Now, Cancer Research Horizons’ database is built using Athena, the Amazon Web Services (AWS) database engine7, which operates on a self-service system. This means that the underlying database consists of multiple files that can be treated either as separate databases or combined into one database. In future, this gives Cancer Research Horizons the option to look at integrating publicly available databases, such as the Cancer Cell Line Encyclopedia (CCLE)8, into the CRISPR database. CCLE contains genomic, proteomic, drug response, epigenetic and transcriptomic datasets across around a thousand cancer cell lines and thus could add a huge resource of biological information onto the cell lines used in CRISPR screens in the database8.

FGC CRH AWS engine
The Athena Amazon Web Services (AWS) engine where Cancer Research Horizons bioinformaticians query data from the database.

What impact do you envision the CRISPR database having on the research field?

Cancer Research Horizons’ current goal for 2024 is to build a central CRISPR database combining the QC data from both its and AstraZeneca’s CRISPR screen projects. Currently, we drop QC report files into a project’s SharePoint location and if we discover an additional QC metric that we want to add to the report, we have to generate the analysis and report all over again. However, having a central QC database offers increased flexibility, in which users can calculate new QC metrics retrospectively for prior projects. This means that as we continue to improve our QC analysis process, we can gain more insightful data from ongoing and previous projects.   

AstraZeneca’s current challenge in building the central CRISPR database is bringing all the QC data together, without sharing confidential information from each organisation. We have realised that even simple fields, such as sample labels, need more standardisation in naming than initially expected. However, once we overcome this problem, we envision the CRISPR database to be a tremendous resource for the CRISPR and cancer biology research field. It will be the first time that CRISPR QC data will be available across a plethora of essentiality and drug–gene interaction CRISPR screens, as well as a diversity of cancer models from cancer cell lines to immune cells and 3D models.

Our long-term vision is to make the central CRISPR QC database publicly accessible, by releasing it in a future publication. This would enable researchers to view which parameters improve or worsen screen performance and therefore improve the design and performance of future CRISPR screens. With improved CRISPR screen quality, this should increase the chances of identifying true positive genes as drug targets in the first stage of drug discovery, drug target identification.  

Summary

The FGC was set up as a joint endeavour in 2019 to establish a world-leading centre for CRISPR screening that would make a difference to how we discover and develop new cancer medicines.
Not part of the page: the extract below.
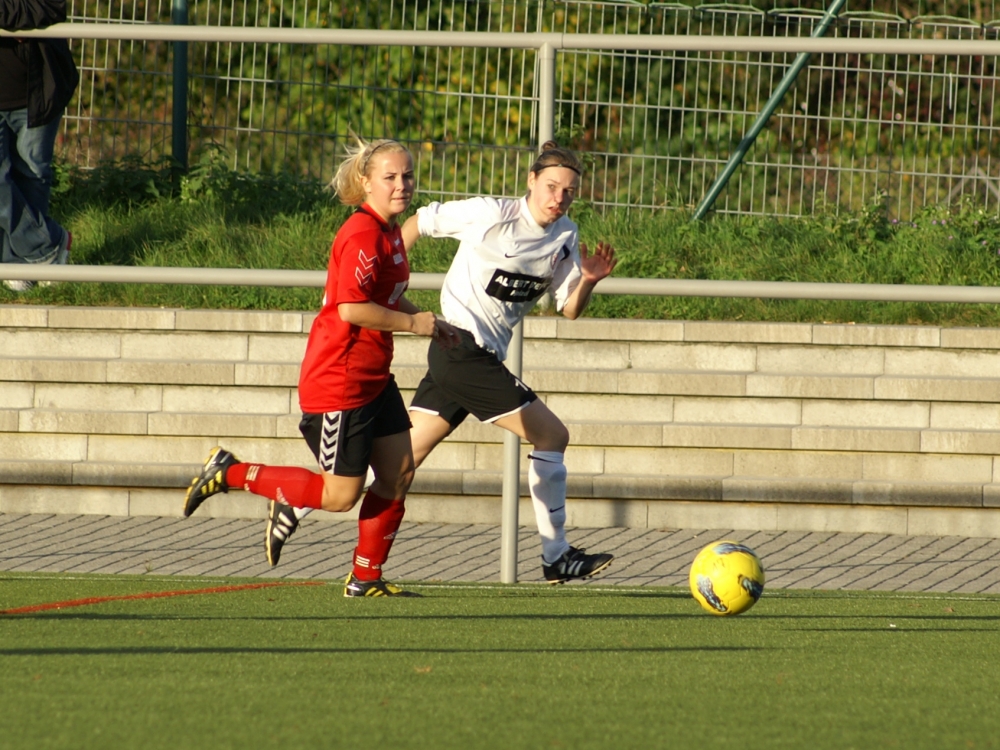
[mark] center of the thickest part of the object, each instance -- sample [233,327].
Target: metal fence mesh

This revolution is only possible if we can successfully analyse, interpret and make accessible the vast amounts of information generated by every screen. This article celebrates the great work the IT teams are doing across organisations and geographies to create the infrastructure and tools to help us achieve this mission. We need this diverse expertise to push the boundaries of science and advance how we develop medicines. 

Acknowledgements

Alex Kalinka, David Leach, Diego Fontecilla, Chris Wood, Annie Kay, Shannon Ray and David Walter (Cancer Research Horizons). Daniel Barrell, Yasantha Soysa, Venkatraman Chandrasekaran, Biswa Ranjan Roul, Uka Osim, Mohammed Matin, Frida Moberg, Manasa Surakala, Neli Atanassova and Doug Ross-Thriepland (AstraZeneca).